Nanorobots can shrink bladder tumours by 90%, shows study

A team of Spanish researchers has successfully reduced the size of bladder tumours in mice by 90 per cent through a single dose of urea-powered nanorobots.

Bladder cancer has one of the highest incidence rates in the world and ranks as the fourth most common tumour in men.

Despite its relatively low mortality rate, nearly half of bladder tumours resurface within 5 years, requiring ongoing patient monitoring.

Frequent hospital visits and the need for repeat treatments contribute to making this type of cancer one of the most expensive to cure.

While current treatments involving direct drug administration into the bladder show good survival rates, their therapeutic efficacy remains low.

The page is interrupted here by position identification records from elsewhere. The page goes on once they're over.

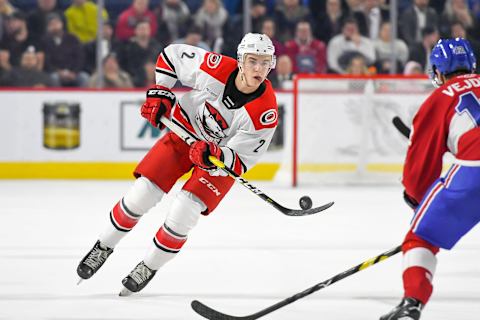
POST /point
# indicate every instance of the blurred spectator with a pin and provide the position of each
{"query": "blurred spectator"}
(370, 18)
(438, 5)
(232, 27)
(354, 5)
(383, 49)
(456, 11)
(194, 38)
(27, 74)
(5, 66)
(329, 22)
(270, 29)
(6, 10)
(413, 68)
(420, 51)
(16, 39)
(113, 76)
(416, 18)
(211, 17)
(474, 6)
(129, 18)
(287, 14)
(308, 54)
(176, 15)
(193, 5)
(81, 18)
(149, 68)
(282, 77)
(258, 13)
(64, 55)
(140, 48)
(357, 66)
(37, 18)
(457, 30)
(343, 47)
(108, 43)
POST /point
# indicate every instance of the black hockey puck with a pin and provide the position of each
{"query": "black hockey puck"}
(305, 202)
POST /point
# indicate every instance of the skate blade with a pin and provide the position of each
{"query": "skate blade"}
(125, 292)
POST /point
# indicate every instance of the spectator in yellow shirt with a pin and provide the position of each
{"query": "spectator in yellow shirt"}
(81, 19)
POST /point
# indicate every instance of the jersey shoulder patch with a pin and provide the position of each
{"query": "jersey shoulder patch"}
(263, 111)
(218, 66)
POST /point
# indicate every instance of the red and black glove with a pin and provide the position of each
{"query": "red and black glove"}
(411, 202)
(201, 150)
(160, 101)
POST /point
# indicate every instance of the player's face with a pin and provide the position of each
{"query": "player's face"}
(256, 68)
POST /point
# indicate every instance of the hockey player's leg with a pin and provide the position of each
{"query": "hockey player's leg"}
(419, 263)
(168, 241)
(142, 196)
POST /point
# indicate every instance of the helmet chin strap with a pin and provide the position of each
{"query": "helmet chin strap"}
(242, 77)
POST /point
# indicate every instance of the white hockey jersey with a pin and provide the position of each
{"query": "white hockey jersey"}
(214, 110)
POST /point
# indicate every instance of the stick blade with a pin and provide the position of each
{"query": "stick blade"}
(401, 126)
(299, 213)
(209, 313)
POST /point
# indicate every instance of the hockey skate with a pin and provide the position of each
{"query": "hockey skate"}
(137, 279)
(94, 259)
(408, 309)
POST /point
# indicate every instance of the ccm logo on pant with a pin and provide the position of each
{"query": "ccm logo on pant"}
(210, 186)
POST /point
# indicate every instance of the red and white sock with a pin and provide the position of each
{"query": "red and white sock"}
(419, 263)
(170, 238)
(141, 197)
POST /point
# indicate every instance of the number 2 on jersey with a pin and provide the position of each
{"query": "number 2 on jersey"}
(262, 142)
(469, 103)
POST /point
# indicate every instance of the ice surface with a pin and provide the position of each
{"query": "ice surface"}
(243, 258)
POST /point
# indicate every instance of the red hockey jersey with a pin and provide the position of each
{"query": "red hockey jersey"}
(447, 121)
(243, 125)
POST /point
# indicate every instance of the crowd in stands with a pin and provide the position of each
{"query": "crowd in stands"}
(52, 43)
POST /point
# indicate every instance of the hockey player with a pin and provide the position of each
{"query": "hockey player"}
(232, 108)
(446, 208)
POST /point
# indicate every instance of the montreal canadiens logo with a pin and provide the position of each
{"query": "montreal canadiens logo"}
(268, 117)
(213, 60)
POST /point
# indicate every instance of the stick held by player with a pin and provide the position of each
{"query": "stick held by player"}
(232, 108)
(446, 208)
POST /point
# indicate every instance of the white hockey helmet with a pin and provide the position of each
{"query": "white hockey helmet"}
(256, 43)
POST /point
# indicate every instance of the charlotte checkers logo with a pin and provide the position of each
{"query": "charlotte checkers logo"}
(213, 60)
(268, 117)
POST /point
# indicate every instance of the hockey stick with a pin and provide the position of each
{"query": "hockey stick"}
(212, 314)
(401, 126)
(190, 139)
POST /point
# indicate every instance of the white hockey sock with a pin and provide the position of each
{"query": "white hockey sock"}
(141, 197)
(170, 238)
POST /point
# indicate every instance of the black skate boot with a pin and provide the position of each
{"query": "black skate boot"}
(94, 259)
(137, 279)
(408, 309)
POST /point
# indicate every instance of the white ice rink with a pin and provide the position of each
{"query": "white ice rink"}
(243, 258)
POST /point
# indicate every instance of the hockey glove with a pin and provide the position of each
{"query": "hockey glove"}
(201, 150)
(412, 203)
(160, 101)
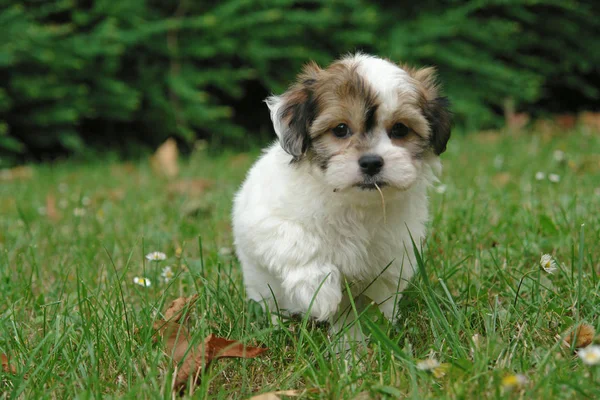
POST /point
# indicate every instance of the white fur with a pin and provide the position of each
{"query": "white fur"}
(298, 240)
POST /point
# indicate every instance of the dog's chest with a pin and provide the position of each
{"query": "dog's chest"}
(360, 244)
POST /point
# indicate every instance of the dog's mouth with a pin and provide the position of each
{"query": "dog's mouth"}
(370, 185)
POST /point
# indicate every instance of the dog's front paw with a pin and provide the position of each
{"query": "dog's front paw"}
(314, 289)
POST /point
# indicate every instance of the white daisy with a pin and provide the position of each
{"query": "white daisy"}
(156, 256)
(516, 381)
(499, 161)
(590, 355)
(167, 274)
(559, 156)
(225, 251)
(428, 365)
(548, 264)
(145, 282)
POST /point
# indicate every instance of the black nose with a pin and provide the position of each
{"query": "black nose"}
(370, 164)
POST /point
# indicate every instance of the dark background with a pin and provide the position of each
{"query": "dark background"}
(122, 76)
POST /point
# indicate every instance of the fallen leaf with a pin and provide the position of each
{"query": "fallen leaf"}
(17, 173)
(241, 160)
(6, 367)
(51, 210)
(501, 179)
(590, 120)
(565, 121)
(164, 160)
(190, 187)
(585, 336)
(192, 360)
(178, 307)
(275, 395)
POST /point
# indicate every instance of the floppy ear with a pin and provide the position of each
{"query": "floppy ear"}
(293, 112)
(436, 108)
(437, 112)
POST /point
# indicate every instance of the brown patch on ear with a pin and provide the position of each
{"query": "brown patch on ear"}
(436, 108)
(298, 111)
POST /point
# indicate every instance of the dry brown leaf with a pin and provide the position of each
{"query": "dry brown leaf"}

In the study, published in the journal Nature Nanotechnology researchers used nanorobots -- tiny nanomachines consisting of a porous sphere made of silica. Their surfaces carry various components with specific functions.

Among them is the enzyme urease, a protein that reacts with urea found in urine, enabling the nanoparticle to propel itself. Another crucial component is radioactive iodine, a radioisotope commonly used for the localised treatment of tumours.

These advancements aim to reduce the length of hospitalisation, thereby implying lower costs and enhanced comfort for patients, said the team led by those from the Institute for Bioengineering of Catalonia (IBEC) and CIC biomaGUNE in collaboration with the Institute for Research in Biomedicine (IRB Barcelona) and the Autonomous University of Barcelona (UAB) in Spain.

"With a single dose, we observed a 90 per cent decrease in tumour volume. This is significantly more efficient given that patients with this type of tumour typically have 6 to 14 hospital appointments with current treatments. Such a treatment approach would enhance efficiency, reducing the length of hospitalisation and treatment costs," said Samuel Sanchez, ICREA research professor at IBEC and leader of the study.

The next step, which is already underway, is to determine whether these tumours recur after treatment.

In previous research, the scientists confirmed that the self-propulsion capacity of nanorobots allowed them to reach all bladder walls.

This new study goes further by demonstrating not only the mobility of nanoparticles in the bladder but also their specific accumulation in the tumour. This achievement was made possible by various techniques, including medical positron emission tomography (PET) imaging of the mice, as well as microscopy images of the tissues removed after completion of the study.

The latter were captured using a fluorescence microscopy system developed specifically for this project at IRB Barcelona. The system scans the different layers of the bladder and provides a 3D reconstruction, thereby enabling observation of the entire organ.